Die Polizei teilte mit, sie habe das Lager geräumt, nachdem die Demonstranten der wiederholten Aufforderung, den Ort zu verlassen, nicht Folge geleistet hätten. Die Barrikaden hätten Rettungswege blockiert, so dass im Fall einer Katastrophe den Aktivisten möglicherweise nicht geholfen werden könne. Nach Angaben der Polizei war der Campus am Dienstagmorgen ruhig, aber die Beamten blieben in der Gegend präsent.

In der finnischen Hauptstadt Helsinki errichteten Dutzende Aktivisten der Gruppe „Studierende für Palästina“ ein Protestlager vor dem Hauptgebäude der Universität Helsinki. Teilnehmer der Protestaktion kündigten an, solange zu bleiben, bis die größte akademische Einrichtung des skandinavischen Landes ihre Beziehungen zu israelischen Universitäten abbreche.

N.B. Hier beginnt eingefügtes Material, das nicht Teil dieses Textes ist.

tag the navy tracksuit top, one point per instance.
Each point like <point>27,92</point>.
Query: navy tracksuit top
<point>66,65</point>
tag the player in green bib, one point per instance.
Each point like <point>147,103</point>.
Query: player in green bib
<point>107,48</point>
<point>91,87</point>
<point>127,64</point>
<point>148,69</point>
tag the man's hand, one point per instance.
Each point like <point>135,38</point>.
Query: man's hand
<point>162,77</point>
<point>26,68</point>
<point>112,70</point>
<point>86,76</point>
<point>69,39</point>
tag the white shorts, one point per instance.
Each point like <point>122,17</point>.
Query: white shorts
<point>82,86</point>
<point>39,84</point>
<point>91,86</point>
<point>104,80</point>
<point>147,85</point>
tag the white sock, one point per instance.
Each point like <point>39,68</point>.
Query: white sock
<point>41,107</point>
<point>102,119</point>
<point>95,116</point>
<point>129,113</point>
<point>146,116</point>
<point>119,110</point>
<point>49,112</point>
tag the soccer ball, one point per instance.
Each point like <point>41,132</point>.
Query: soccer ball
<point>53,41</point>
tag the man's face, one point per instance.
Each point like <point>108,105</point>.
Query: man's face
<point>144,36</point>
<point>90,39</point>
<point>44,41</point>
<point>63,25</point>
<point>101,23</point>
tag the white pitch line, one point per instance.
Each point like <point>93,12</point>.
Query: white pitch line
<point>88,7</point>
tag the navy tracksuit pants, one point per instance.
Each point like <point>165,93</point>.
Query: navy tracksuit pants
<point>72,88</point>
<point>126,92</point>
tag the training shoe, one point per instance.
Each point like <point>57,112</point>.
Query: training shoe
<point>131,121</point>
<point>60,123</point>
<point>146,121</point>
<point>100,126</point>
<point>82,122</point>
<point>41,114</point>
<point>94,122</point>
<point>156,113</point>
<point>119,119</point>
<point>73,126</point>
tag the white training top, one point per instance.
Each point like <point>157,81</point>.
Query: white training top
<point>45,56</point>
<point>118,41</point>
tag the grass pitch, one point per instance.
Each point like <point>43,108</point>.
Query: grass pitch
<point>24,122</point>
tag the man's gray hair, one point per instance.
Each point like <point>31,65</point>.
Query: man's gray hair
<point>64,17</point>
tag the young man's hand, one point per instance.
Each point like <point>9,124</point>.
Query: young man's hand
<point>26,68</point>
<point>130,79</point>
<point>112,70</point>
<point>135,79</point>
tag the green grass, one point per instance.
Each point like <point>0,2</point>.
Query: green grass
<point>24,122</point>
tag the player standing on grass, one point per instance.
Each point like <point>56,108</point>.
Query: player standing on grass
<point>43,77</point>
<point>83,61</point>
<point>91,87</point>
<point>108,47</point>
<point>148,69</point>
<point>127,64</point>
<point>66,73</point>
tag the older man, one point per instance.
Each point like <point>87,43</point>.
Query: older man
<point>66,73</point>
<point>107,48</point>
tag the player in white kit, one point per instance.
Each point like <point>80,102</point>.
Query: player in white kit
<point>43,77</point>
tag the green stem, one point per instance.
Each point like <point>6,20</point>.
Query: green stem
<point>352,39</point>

Auch an der Universität Kopenhagen in Dänemark errichteten propalästinensische Demonstranten ein Camp. Etwa 45 Zelte wurden auf dem Rasen vor der Fakultät für Sozialwissenschaften aufgebaut. Die Fakultät befindet sich in einem alten städtischen Krankenhaus im Herzen der dänischen Hauptstadt.

Die Hochschulverwaltung teilte mit, Studentinnen und Studenten könnten auf dem Campus protestieren, rief sie aber dazu auf, sich an die Hausordnung zu halten. „Sucht den Dialog, nicht Konflikte und schafft Raum für andere Perspektiven als die eigene“, hieß es in einer Erklärung im Netzwerk X, dem früheren Twitter.

In der französischen Hauptstadt Paris hatten Studierendengruppen für Dienstag zu Versammlungen in Solidarität mit den Palästinensern aufgerufen.

An der Universität Bologna in Italien, einer der ältesten der Welt, errichteten studentische Aktivisten über das Wochenende ein Protestlager. Sie forderten ein Ende des Kriegs im Gazastreifen. Zu ähnlichen Protestaktionen kam es in Rom und Neapel. Sie blieben überwiegend friedlich.

In Valencia haben Dutzende Studentinnen und Studenten mehr als eine Woche in einem Protestlager auf dem Campus verbracht. Ähnliche Protestzeltlager wurden am Montag an der Universität Barcelona und der Universität des Baskenlandes errichtet. Eine Gruppe, die Studierende an den öffentlichen Universitäten der Hauptstadt Madrid vertritt, kündigte an, die Proteste gegen den Krieg in den kommenden Tagen zu verschärfen.